Ghost-Strike Inquisitors went on the rooftops, finding targets' windows with absurd precision. Bone-Reaver Berserkers tore through the reinforced doors of the armory, reducing steel and wood to splinters. The Vorathid Abyssal Horrors used their corrosive acid to dissolve guard towers and defensive positions before the defenders could even react.

The Demon-Lords hit the warehouse from above. They went through the roof and killed everyone inside.

At the stone building, the Shadow Specter Kings surrounded the Priests. The Specter-Kings didn't attack—they just closed in since Reidar told them to not harm the priest yet, of course.

Their presence alone was enough to make the Priests freeze in terror. One Priest dropped to his knees, whimpering prayers that went unanswered.

Another tried to back away, only to find himself pressed against the wall, trapped between shadows that seemed to breathe with malice.

The Terror Incarnate aura activated, and one of the Priests turned on his companion and started attacking him before a Dread-Bastion Juggernaut knocked both of them unconscious.

The entire assault lasted 3 minutes, and Reidar captured 5 priests.

Reidar descended from his position in the canopy, riding a shrunken Abyssal Horror, and landed in the clearing. The outpost was silent now, save for the groaning of damaged buildings and the sounds of his army settling into defensive positions around the perimeter.

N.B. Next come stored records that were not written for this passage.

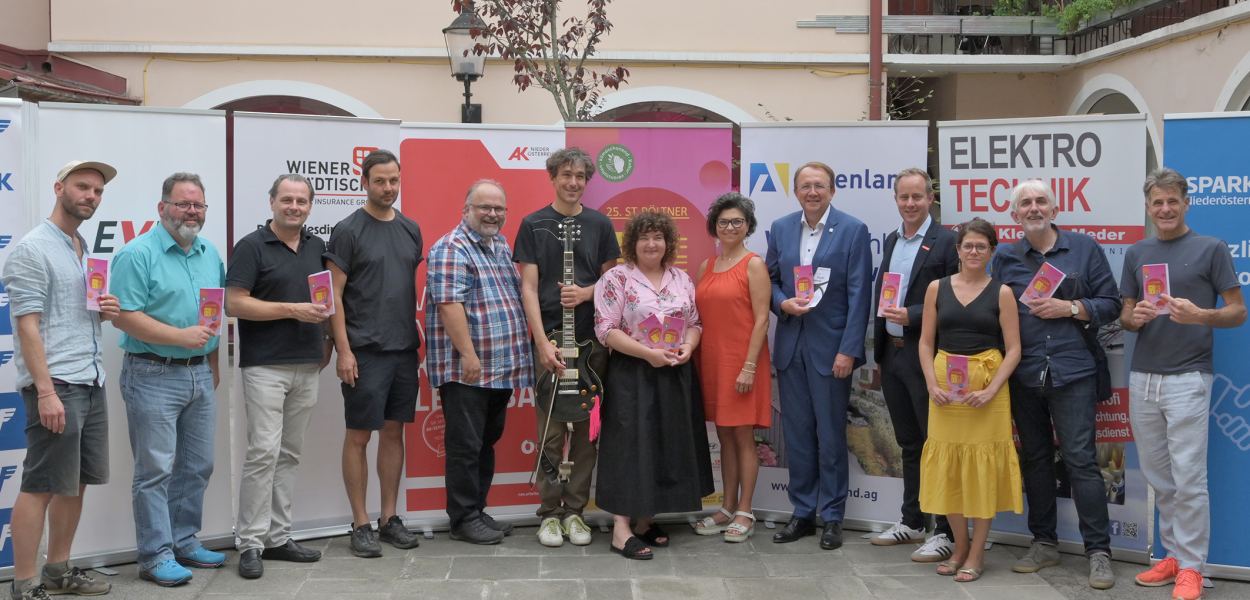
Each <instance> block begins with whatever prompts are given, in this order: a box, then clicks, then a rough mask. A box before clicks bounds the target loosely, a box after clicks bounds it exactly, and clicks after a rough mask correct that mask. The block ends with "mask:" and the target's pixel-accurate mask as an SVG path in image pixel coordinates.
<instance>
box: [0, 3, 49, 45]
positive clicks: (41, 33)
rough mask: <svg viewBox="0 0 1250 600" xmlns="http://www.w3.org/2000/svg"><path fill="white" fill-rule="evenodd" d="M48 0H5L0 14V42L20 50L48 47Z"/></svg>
mask: <svg viewBox="0 0 1250 600" xmlns="http://www.w3.org/2000/svg"><path fill="white" fill-rule="evenodd" d="M47 2H49V0H5V1H4V2H0V6H2V11H4V14H2V16H0V44H4V45H6V46H14V47H20V49H22V50H44V49H45V47H47Z"/></svg>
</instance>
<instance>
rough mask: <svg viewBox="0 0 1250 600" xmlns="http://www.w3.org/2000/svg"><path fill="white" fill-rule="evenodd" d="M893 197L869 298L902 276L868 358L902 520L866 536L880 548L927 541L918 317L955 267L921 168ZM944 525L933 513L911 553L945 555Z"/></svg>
mask: <svg viewBox="0 0 1250 600" xmlns="http://www.w3.org/2000/svg"><path fill="white" fill-rule="evenodd" d="M894 201H895V204H898V206H899V216H901V217H903V224H901V225H899V229H898V230H895V231H891V232H890V235H889V236H888V237H886V239H885V246H884V249H883V256H881V267H880V270H879V271H878V275H876V285H875V286H874V294H873V297H874V301H875V302H880V301H881V281H883V280H884V277H885V274H886V272H898V274H900V275H901V277H900V279H901V284H900V286H899V290H898V297H899V299H900V302H899V306H898V307H890V306H888V307H884V309H880V310H878V311H875V312H874V314H875V315H878V316H876V317H875V324H874V332H873V340H874V346H873V350H874V357H875V359H876V364H878V366H879V367H880V374H881V392H883V394H884V395H885V405H886V407H889V410H890V421H891V422H893V424H894V439H895V440H896V441H898V442H899V447H901V449H903V519H900V520H899V522H896V524H895V525H894V526H891V527H890V529H888V530H885V531H883V532H880V534H878V535H875V536H873V539H871V541H873V544H874V545H878V546H893V545H895V544H910V542H921V541H925V521H926V520H928V517H926V515H925V514H923V512H921V511H920V452H921V450H924V446H925V437H926V434H928V429H929V427H928V425H929V390H928V389H926V386H925V376H924V372H921V370H920V354H919V341H920V316H921V314H923V312H924V306H925V290H926V289H928V287H929V284H930V282H931V281H935V280H939V279H941V277H945V276H946V275H951V274H954V272H955V271H958V270H959V256H958V255H956V254H955V234H954V232H953V231H951V230H949V229H946V227H943V226H940V225H938V224H935V222H933V217H931V216H930V215H929V207H930V206H931V205H933V201H934V196H933V185H931V181H930V180H929V174H928V173H925V171H924V170H923V169H904V170H903V171H901V173H899V175H898V176H896V178H895V180H894ZM951 540H953V537H951V535H950V525H949V524H948V522H946V517H945V516H943V515H938V525H936V529H935V530H934V536H933V537H931V539H929V541H926V542H925V544H924V545H923V546H920V549H918V550H916V551H915V552H911V560H915V561H918V562H936V561H939V560H945V559H949V557H950V554H951V550H953V549H954V544H951Z"/></svg>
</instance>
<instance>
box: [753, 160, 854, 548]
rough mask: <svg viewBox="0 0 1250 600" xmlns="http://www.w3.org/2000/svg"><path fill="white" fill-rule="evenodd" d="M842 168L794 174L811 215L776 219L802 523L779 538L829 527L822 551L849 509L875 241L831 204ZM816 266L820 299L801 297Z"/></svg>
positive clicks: (787, 526) (781, 340) (780, 301)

He walked toward the warehouse. Inside, the crates were intact—his orders had been followed. The Demon-Lords and undead stood guard while Reidar opened the first crate and looked inside.

Food. Sealed packages of dried meat, grain, and preserved vegetables. Normal-looking rations that could feed hundreds of people. There were also crates of cooking oil, barrels of salted fish, and stacks of hardtack biscuits wrapped in cloth. If what Lena said was true, then they were mixing normal food taken from the vendors to make everything seem normal.

But when Reidar picked up one of the packages and examined it closely, he saw it. Buried in the grain, so small they were almost invisible, were tiny translucent eggs no larger than grains of sand.

<Lena was right. If I didn't know about this, I wouldn't have noticed.> He sighed and turned to a Death Knight. "Remind me to always eat food I catch."

He set the package down and moved to the next crate, finding the same thing. The next crate was identical. Every single crate in the warehouse, in fact, contained infected rations.

Reidar found what he was looking for in the back of the warehouse—a leather-bound ledger sitting on a desk near the loading dock. He opened it and found pages filled with dates, quantities, and destinations.

The ledger confirmed the worst. Shipments had been going to Kingsgate for months. The amounts were enough to make Reidar's head spin. Thousands of rations per week, distributed through church contacts inside the city. Luckily, these items hadn't been distributed to the population yet; as per orders, otherwise, monsters would have appeared already.

<I still have some time.>

But Reidar figured out he needed to take his family out of Kingsgate before they put their hands on something they shouldn't have to eat.

<At this point, it doesn't make sense to head to a vendor to pass the message.>

There was a teleportation circle there after all. The best thing would be to use it to send his army to Kingsgate silently and swarm the city.

The ledger also contained a name. A contact inside Kingsgate who was responsible for receiving and distributing the infected rations to the various church warehouses.

Reidar closed the ledger and put it in his inventory.

Then he walked to the stone building where the captured Priests were being held, because he had questions that needed answers, and these five were going to provide them.